There is nothing in the character of sinful men to engage the divine Being to interpose on their behalf. There is no value in their tears, no fragrance in their sacrifices, no merit in their obedience; They are all corrupt, they are all gone out of the way. What can induce the holy God to say to a sinful creature, Come let us reason together, though your sins be as scarlet they shall be as snow?–to address a desponding sinner with, Can a woman forget her sucking child, that she should not have compassion on the son of her womb; yea, they may forget, yet will not I forget thee? We cannot account for this condescension on any other ground than the sovereign freeness of divine love.
4. Our views of the Love of God must be regulated by the immutability of his purposes.
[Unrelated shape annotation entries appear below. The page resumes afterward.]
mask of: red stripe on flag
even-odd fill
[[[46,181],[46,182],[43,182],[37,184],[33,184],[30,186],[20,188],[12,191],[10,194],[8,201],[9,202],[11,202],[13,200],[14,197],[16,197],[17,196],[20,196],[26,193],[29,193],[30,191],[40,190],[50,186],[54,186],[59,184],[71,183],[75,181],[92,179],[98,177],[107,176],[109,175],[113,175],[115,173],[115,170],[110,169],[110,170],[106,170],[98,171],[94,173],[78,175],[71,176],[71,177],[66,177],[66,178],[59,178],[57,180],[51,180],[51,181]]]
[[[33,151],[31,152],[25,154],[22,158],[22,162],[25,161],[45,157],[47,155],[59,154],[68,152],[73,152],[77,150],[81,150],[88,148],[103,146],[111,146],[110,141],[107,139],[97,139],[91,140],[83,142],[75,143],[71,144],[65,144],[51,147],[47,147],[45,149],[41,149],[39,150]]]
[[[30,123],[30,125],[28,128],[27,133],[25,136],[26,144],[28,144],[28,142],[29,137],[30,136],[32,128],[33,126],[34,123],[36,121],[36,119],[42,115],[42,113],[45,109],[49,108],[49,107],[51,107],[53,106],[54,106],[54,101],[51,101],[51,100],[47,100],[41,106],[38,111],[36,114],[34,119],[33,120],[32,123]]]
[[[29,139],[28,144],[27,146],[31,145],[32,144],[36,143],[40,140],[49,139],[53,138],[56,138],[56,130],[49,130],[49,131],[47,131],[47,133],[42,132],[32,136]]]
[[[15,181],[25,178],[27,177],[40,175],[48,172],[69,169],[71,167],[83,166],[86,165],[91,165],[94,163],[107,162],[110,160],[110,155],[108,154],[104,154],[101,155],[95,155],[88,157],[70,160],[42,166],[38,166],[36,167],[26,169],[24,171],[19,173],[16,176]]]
One of the greatest defects in human attachments is their instability. On whatever basis our friendships may be formed, such are the varieties of life that our tenderest impressions may be effaced, and our firmest resolutions forgotten and lost. But God is immutable in his love. He is beyond the influences of circumstances. Thou hast laid the foundations of the earth, and the heavens are the work of thy hands: they all shall wax old as doth a garment, and as a vesture shalt thou change them, but thou art the same, and thy years shall not fail. This is the perfection that God associates with his love! And most fully hath he demonstrated its immutability. What myriads of crimes were committed from the fall of Adam to the coming of Christ, and yet the promise made to the first criminals received the most gracious accomplishment. If the promise declared the seed of the woman shall bruise the Serpent’s head, the fulfillment shall convince us that God so loved the world as to give his only begotten Son! Sometimes a tide of afflictions roll over the most pious hearts, and they are plunged into the deeps of adversity: But God does not hereby intimate any change in his love, but rather proves its stability by giving new energy to their faith and manifesting his veracity in cases of the last extremity. Let the believer stand on the verge of eternity; let the horrors of corruption crowd on his mind, and satan make the last effort to torment him, still his confidence in the Love of God may remain unshaken; When my heart and my flesh faileth, God is the strength of my heart and my portion forever. Let the last trumpet be blown, and the dead raised; let the elements melt with fervent heat and all the frame of nature be dissolved; amidst this universal confusion the voice of Love shall suppress every fear, The mountains shall depart and the hills be removed, but my kindness shall not depart from thee.
[The author, signed only as ‘S’ cannot be further identified.]